After the talk, questions from the audience focused on the many questions left unanswered. How much would a program to monitor the effects of SAI cost? (Smith guessed monitoring would cost as much as deployment.) What would the global governance for a program of SAI look like, and how would it acquire legitimacy? Wouldn’t such a program risk giving large carbon emitters (nations or companies) an excuse to dodge the difficult task of cutting emissions—the so-called moral hazard problem?

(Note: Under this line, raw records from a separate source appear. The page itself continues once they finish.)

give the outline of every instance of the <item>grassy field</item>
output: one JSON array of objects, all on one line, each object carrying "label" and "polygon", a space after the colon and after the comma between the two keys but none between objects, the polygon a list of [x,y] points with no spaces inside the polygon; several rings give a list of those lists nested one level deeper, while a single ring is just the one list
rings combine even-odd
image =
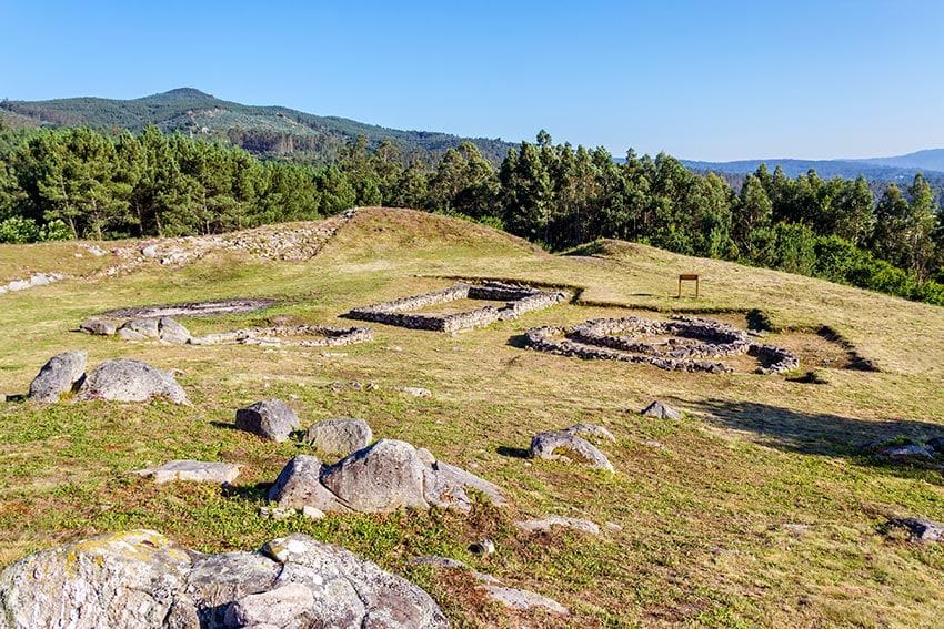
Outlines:
[{"label": "grassy field", "polygon": [[[70,272],[51,286],[0,296],[0,392],[23,393],[52,354],[89,352],[178,368],[192,407],[90,403],[0,407],[0,565],[79,537],[155,528],[207,551],[253,548],[290,530],[344,545],[426,588],[456,627],[940,627],[944,548],[887,536],[891,516],[944,519],[935,465],[888,465],[863,454],[876,439],[944,435],[944,308],[817,280],[690,258],[617,242],[552,256],[469,223],[408,211],[362,211],[307,263],[210,255],[182,268],[141,265],[78,277],[106,258],[76,243],[0,247],[0,271]],[[702,276],[702,298],[675,297],[679,273]],[[4,276],[6,276],[4,275]],[[372,344],[311,348],[163,346],[73,329],[110,308],[221,297],[275,297],[258,313],[181,319],[194,334],[338,318],[364,304],[444,287],[446,277],[568,285],[574,304],[455,336],[372,324]],[[826,384],[784,376],[684,374],[522,349],[534,325],[596,316],[715,311],[744,324],[765,312],[771,342],[801,354]],[[657,311],[657,312],[655,312]],[[840,335],[840,346],[822,334]],[[856,352],[880,371],[844,368]],[[743,372],[744,369],[742,369]],[[376,390],[333,390],[372,381]],[[395,390],[421,386],[415,398]],[[272,521],[257,516],[284,463],[305,446],[232,429],[234,409],[280,397],[304,425],[349,415],[376,437],[429,447],[502,486],[512,506]],[[641,417],[653,398],[681,422]],[[521,458],[540,430],[592,422],[616,444],[615,476]],[[244,464],[234,490],[157,487],[131,470],[172,458]],[[564,515],[599,537],[525,535],[522,517]],[[491,537],[498,552],[473,557]],[[515,617],[471,576],[408,562],[436,554],[568,606],[568,619]]]}]

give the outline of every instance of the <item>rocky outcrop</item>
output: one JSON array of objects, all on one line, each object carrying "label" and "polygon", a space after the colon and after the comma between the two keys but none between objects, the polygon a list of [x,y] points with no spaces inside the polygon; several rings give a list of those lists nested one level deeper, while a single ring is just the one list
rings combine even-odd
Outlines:
[{"label": "rocky outcrop", "polygon": [[293,534],[201,555],[152,530],[44,550],[0,574],[0,627],[444,628],[430,596],[352,552]]},{"label": "rocky outcrop", "polygon": [[[505,302],[505,305],[501,307],[488,305],[452,314],[411,312],[458,300]],[[564,293],[539,291],[531,286],[502,282],[460,283],[442,291],[354,308],[347,316],[412,329],[458,332],[482,327],[499,321],[512,321],[524,313],[546,308],[564,300],[566,300]]]},{"label": "rocky outcrop", "polygon": [[469,511],[469,490],[481,491],[494,505],[504,497],[493,484],[435,460],[428,450],[405,442],[381,439],[334,465],[299,455],[282,469],[269,499],[280,507],[314,507],[325,513],[390,513],[431,506]]},{"label": "rocky outcrop", "polygon": [[340,417],[324,419],[309,426],[305,442],[319,452],[334,455],[349,455],[368,447],[373,440],[373,432],[363,419]]},{"label": "rocky outcrop", "polygon": [[263,399],[240,408],[235,426],[270,442],[285,442],[301,428],[299,416],[281,399]]},{"label": "rocky outcrop", "polygon": [[42,403],[59,402],[59,396],[73,390],[86,375],[88,352],[74,351],[57,354],[49,359],[30,383],[30,399]]},{"label": "rocky outcrop", "polygon": [[90,373],[77,394],[78,399],[147,402],[165,397],[174,404],[189,404],[187,394],[169,373],[141,361],[106,361]]},{"label": "rocky outcrop", "polygon": [[170,460],[161,466],[139,469],[134,474],[153,478],[154,483],[174,480],[192,483],[232,483],[239,476],[240,466],[233,463],[204,460]]},{"label": "rocky outcrop", "polygon": [[544,458],[551,460],[570,460],[594,469],[614,471],[613,465],[596,446],[563,430],[539,433],[531,439],[528,450],[531,458]]}]

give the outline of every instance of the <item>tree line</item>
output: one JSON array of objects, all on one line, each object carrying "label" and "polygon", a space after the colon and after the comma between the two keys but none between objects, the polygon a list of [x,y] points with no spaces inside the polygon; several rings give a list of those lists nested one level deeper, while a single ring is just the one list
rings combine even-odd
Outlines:
[{"label": "tree line", "polygon": [[154,126],[0,132],[0,242],[209,234],[358,205],[461,215],[553,251],[621,239],[944,305],[944,213],[920,174],[876,195],[863,177],[762,165],[735,190],[664,153],[617,163],[545,132],[499,166],[470,142],[429,164],[359,140],[313,165]]}]

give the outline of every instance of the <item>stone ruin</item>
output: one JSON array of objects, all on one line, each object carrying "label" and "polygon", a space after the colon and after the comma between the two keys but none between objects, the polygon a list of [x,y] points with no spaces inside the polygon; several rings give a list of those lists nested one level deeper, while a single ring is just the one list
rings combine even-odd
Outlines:
[{"label": "stone ruin", "polygon": [[[553,306],[563,302],[565,298],[566,294],[561,292],[539,291],[532,286],[502,282],[485,282],[482,284],[459,283],[442,291],[354,308],[345,316],[412,329],[458,332],[460,329],[483,327],[498,321],[515,319],[524,313]],[[485,305],[452,314],[411,312],[458,300],[504,302],[505,305],[500,307]]]},{"label": "stone ruin", "polygon": [[[646,336],[669,336],[647,341]],[[669,321],[640,317],[594,318],[573,327],[532,327],[528,347],[561,356],[646,363],[661,369],[731,373],[720,358],[750,354],[762,362],[756,373],[795,369],[800,358],[782,347],[751,341],[725,323],[673,315]]]},{"label": "stone ruin", "polygon": [[264,345],[278,347],[340,347],[370,343],[369,327],[331,327],[327,325],[275,325],[250,327],[190,338],[191,345]]}]

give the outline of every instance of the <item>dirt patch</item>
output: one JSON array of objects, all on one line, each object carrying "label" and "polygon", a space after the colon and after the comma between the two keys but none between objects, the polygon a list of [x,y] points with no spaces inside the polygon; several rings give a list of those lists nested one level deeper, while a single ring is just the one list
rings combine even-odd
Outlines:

Smith suggested that because a program of exclusively polar SAI would not cool regions where humans live very much, that might mitigate the moral hazard. But Burbank professor of political economy James Stock, Harvard’s vice president for climate and sustainability, sounded a skeptical note. Once a program of polar SAI is demonstrably working, at a time when the mid-latitudes will be quite warm and there are “a lot of deaths during heat waves,” it will “actually increase acceptance,” he argued. It will be like “the camel’s nose under the tent,” he said. “If it is a successful experiment, we’ll learn from it, and then we’ll just be able to spread it. So, I think it’s not easy to dismiss the moral hazard.”
Smith, presenting these ideas together for the first time, agreed. But “does that mean we shouldn’t save the world” from collapse of the North Atlantic current or some other tipping point? “It seems to me irresponsible not to explore it….The question is, might the unintended consequences that derive from [polar SAI] be more scary or less scary than the consequences of runaway climate change without this?”